Memorial Lecture, chieftaincy title, and a presidential declaration in Asaba
After months of denials and playing the ostrich, Nigeria’s former military ruler, General Ibrahim Babangida, has declared his intention to contest for president in the 2011 poll.
The former self-styled military president let the cat out of the bag yesterday at the Benin Airport where he made a stop over on his way to Asaba, the Delta State capital. Babangida was a guest at a memorial event in honour of Mariam, his late wife.
When asked by journalists if he would join the 2011 presidential race, Babangida gave a laconic response in his characteristic soft voice: ‘the speculations are correct.”
He was dressed in off-white Babaringa, accompanied by Niger State Governor Babangida Aliyu.
He is the first of major presidential hopefuls to declare interest in becoming Nigeria’s helmsman.
Babangida, who was accompanied by his children and associates, was on his way to attend the commissioning of Mariam Babangida dual carriage way, the building of a Women Development Centre and a lecture organized in honour of his late wife by the Delta State Government.
He was received at the Benin Airport by government officials of both Edo and Delta States led by Deputy Governor of Edo State, Dr. Pius Odubu and Governor Emmanuel Uduaghan of Delta State.
At the memorial lecture in Asaba, former President Babangida and other guests fought back tears when the sister of the former First Lady, Dr. Nkadi Onyegegbu (nee Okogwu) reeled out Maryam’s numerous achievements.
Earlier in his remarks, the Delta State Governor, Uduaghan said late . (Mrs) Babangida in whose memory the projects were being dedicated, held was a great woman, a role model and pace setter who devoted most of her life to improve on the lot of the less privileged women in the society particularly those in the rural areas.
Earlier in the day, Babangida was conferred with the traditional chieftaincy title of “Dike-Doziani”, meaning (Great Warrior who transformed the land positively) while the late wife was post-humously conferred with the chieftaincy title of “Ochiligwe-Nneoha (mother of all) of Asaba by the Asagba of Asagba Obi Chike Edozien.

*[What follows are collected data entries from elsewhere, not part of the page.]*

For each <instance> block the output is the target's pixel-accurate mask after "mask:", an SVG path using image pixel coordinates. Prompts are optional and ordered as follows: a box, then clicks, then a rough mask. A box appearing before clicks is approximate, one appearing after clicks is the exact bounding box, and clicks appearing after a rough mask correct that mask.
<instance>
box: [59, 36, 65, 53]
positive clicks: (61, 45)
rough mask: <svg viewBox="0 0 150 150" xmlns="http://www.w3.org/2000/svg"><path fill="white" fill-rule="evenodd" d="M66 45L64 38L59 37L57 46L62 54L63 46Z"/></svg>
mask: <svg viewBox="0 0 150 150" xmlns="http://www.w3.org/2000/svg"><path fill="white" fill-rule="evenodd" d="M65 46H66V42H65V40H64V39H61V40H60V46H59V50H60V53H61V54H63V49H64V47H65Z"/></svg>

Babangida seized power in a military coup in August 1985 on the pretext that the General Mohammadu Buhari regime which he overthrew was trampling on the rights and privileges of the citizenry. Gen. Buhari is also expected to officially declare his ambition. He recently left the All Nigeria Peoples Party, (ANPP) which fielded him as the presidential candidate in 2003 and 2007 to form Congress for Political Change, CPC.
During his eight-year stranglehold on the country, Babangida was linked to strings of human rights violations apart from putting in place a transition programme marked by twists and turns until it culminated in the annulment of the June 12 presidential election in 1993.
Rights activists accuse his regime of killing several military men, including his best man at his wedding, Gen Mamman Vatsa, in 1986, and about 76 junior officers that plotted to overthrow his regime in bloody circumstances in April 1990.
His regime was responsible for the introduction of the Structural Adjustment Programme, (SAP) which led to job cuts, decline in the country’s production capacity, purchasing power and the weakening of the country’s industrial base, apart from creating a chain of sordid economic downturns that brought the country’s infrastructure almost to its knees. He also led a commercialisation drive that his critics believed crippled the commanding heights of the country’s economy.
However, one of the most visible dark spots in his political career was the annulment of the June 12, 1993, election won by his bosom friend, the late Chief M.K.O Abiola. The annulment of the election threw the country into unprecedented turmoil which culminated in the death in detention of Chief Abiola in 1998. During the widespread protests against the annulment of the June 12 election, thousands of people reportedly lost their lives. Only last week, a civil rights organization accused Babangida of squandering the $12.5 billion naira realised from oil sales during the boom of the early 1990s.